The picnic typically features siblings Rebekah (Tampa), Joe (Orlando), and Jesse (Jacksonville), along with various children and assorted other relatives and friends. But the BIG DEAL this year is the “two-fer” high-school graduation; nieces Jordan and Lindsay, and the end of an era for “The Second Five.”
- NOTE: “The Second Five” refers to the cousins. Rebekah and her sister Rachel had “The First Five” in a frenzied sequence of baby production from 1981-1986. Later, after a long pause, her brothers Jesse and Joe got on board with “The Second Five,” 1994-2003.
The Second Five have always been “the little cousins.” But this year, with Jordan and Lindsay heading off to Florida Southern and UF respectively, those days are officially done. So they were showered with gifts and love and festivity and encouragement and – most of all – belief.

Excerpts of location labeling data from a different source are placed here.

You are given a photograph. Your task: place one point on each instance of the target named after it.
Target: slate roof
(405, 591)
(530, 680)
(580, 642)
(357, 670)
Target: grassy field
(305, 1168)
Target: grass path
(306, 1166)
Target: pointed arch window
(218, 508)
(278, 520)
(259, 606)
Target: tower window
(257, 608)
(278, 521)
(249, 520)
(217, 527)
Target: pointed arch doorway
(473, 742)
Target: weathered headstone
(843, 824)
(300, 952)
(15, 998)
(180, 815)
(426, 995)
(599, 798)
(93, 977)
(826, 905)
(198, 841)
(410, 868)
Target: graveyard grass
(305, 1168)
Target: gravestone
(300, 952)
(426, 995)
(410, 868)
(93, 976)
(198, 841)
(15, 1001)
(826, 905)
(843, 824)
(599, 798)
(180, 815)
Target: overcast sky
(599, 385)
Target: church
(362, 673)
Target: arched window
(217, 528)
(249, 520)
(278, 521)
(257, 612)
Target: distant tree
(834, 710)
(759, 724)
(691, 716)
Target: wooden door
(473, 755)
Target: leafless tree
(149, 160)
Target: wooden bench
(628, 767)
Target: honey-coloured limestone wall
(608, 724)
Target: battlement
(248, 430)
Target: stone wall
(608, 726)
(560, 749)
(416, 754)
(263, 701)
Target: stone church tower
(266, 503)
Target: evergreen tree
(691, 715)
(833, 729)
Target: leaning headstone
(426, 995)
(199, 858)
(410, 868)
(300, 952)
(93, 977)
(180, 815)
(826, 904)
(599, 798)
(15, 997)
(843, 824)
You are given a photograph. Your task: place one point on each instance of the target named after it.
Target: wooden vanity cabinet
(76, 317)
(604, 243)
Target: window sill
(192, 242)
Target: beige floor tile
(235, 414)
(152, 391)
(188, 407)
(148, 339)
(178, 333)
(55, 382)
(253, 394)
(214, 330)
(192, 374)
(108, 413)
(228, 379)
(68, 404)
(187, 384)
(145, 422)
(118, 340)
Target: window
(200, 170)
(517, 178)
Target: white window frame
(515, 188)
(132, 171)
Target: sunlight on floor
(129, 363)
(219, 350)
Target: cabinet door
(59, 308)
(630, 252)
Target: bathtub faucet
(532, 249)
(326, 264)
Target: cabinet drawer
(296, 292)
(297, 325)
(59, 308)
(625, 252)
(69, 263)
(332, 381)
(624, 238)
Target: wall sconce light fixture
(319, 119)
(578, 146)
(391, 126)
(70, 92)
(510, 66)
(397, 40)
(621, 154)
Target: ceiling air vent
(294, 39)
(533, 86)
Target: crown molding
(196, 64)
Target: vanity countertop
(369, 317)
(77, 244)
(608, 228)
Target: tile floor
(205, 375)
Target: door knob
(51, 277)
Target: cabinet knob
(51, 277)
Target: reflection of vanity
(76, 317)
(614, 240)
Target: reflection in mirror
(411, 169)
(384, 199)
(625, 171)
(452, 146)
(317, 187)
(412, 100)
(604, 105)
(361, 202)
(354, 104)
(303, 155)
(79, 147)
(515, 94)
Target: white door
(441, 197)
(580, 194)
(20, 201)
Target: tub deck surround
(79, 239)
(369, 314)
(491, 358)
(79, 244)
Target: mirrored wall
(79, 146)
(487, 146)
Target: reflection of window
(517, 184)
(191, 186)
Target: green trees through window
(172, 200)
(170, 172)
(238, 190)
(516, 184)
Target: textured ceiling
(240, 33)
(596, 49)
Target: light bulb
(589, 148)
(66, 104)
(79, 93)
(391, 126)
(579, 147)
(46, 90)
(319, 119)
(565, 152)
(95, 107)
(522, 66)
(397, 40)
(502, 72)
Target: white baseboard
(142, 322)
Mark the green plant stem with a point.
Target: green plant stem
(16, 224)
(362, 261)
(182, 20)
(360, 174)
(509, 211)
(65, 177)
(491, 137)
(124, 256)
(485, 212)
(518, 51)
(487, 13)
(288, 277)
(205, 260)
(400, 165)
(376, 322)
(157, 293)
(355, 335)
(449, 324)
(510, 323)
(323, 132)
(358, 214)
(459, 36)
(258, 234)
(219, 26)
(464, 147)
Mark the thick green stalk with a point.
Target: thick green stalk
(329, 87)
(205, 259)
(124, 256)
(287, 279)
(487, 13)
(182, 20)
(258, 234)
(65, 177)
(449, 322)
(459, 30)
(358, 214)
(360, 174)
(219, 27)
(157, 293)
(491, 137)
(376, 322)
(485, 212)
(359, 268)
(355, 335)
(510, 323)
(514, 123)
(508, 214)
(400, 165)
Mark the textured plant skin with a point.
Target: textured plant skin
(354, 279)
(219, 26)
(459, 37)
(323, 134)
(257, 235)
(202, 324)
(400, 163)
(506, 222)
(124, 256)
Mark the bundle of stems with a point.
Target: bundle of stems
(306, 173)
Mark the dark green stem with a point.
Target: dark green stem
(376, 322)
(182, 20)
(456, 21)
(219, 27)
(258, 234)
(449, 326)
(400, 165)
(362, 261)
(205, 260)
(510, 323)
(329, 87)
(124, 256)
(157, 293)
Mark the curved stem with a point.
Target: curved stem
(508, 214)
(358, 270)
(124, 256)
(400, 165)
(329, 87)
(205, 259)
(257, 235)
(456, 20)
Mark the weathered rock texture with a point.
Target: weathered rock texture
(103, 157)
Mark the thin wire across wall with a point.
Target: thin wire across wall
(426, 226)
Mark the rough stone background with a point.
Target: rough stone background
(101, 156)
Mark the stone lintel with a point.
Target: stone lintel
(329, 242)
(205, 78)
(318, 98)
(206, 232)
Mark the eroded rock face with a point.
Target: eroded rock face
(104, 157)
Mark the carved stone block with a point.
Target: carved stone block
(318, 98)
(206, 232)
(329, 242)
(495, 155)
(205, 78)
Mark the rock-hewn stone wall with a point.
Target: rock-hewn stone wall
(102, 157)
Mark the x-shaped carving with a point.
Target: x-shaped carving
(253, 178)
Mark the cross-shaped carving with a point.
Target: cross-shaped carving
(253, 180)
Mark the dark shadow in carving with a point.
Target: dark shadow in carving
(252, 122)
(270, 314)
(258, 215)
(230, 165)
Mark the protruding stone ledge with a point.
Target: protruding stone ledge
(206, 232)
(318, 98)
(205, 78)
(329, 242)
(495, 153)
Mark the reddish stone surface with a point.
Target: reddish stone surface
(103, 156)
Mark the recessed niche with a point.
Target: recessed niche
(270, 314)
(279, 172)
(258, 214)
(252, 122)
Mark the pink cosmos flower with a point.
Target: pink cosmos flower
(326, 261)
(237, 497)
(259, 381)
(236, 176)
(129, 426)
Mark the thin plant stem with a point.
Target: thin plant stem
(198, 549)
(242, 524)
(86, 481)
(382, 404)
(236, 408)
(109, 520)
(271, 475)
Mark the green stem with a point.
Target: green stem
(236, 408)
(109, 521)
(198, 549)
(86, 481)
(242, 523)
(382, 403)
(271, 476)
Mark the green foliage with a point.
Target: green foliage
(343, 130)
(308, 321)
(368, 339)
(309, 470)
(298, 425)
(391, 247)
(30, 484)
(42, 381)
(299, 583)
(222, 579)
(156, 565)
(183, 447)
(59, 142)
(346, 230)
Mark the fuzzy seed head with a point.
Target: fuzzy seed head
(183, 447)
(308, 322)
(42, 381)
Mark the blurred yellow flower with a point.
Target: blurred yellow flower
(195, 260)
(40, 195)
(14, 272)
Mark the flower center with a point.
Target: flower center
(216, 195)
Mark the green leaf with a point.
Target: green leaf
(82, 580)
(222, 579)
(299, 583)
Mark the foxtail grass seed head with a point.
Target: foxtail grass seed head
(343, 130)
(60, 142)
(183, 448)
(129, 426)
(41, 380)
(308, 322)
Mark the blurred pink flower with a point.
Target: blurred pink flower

What I mean by “belief” is the fact that Jordan and Lindsay (and the other three) are being launched into “the world” from the context of a family ethos that understands the nature of providence. And this is the real subject of my post today: providence. What it means, and how it applies (or can apply) to our pursuit of this “Life-Charged Life.”
PROVIDENCE: “Providence” (as defined in GET REAL: a spiritual journey for men, p. 26) is: “A crossroads of sorts – that compelling place where God’s will and our choosing him work together.”
The idea of fatalism supposes that “it is written,” that what’s going to happen is – inevitably – going to happen, and there’s nothing anyone can do to effect the outcome. Whereas providence suggests a relationship between God’s intention for our lives and our obedient response, our choosing God, our saying “yes” to God’s creative plans for us.
Our great opportunity is to seize moments like that, to take Jesus at his word and to step unhesitatingly into the challenge of doing God’s will. When we do, there is no telling where he might lead us. (GET REAL: pp. 26-27)
Our family believes that our two beautiful high-school graduating nieces, resolute in their commitment to follow Jesus, are going to make a profound impact for good in this world, and that it is the context of faith that is going to make all the difference.
We understand very clearly that life does, and will, present huge challenges, and that there will be a steep learning curve over these next few years. Challenge is true for all of us, no matter what age we happen to be, and what context of life we are currently engaging; but the following is also – abundantly – true:
As surely as God is faithful, our message to you is not “Yes” and “No.”For the Son of God, Jesus Christ, who was preached among you by us—by me and Silas and Timothy—was not “Yes” and “No,” but in him it has always been “Yes.” For no matter how many promises God has made, they are “Yes” in Christ. And so through him the “Amen” is spoken by us to the glory of God. Now it is God who makes both us and you stand firm in Christ. He anointed us, set his seal of ownership on us, and put his Spirit in our hearts as a deposit, guaranteeing what is to come. (2 Corinthians 1)
Or, as the last few verses are translated in The Message, “Whatever God has promised gets stamped with the Yes of Jesus. In him, this is what we preach and pray, the great Amen, God’s Yes and our Yes together, gloriously evident. God affirms us, making us a sure thing in Christ, putting his Yes within us. By his Spirit he has stamped us with his eternal pledge—a sure beginning of what he is destined to complete.”
And that, dear niecers, is what I want you to take with you into the rest of your lives. God’s yes and our yes, together.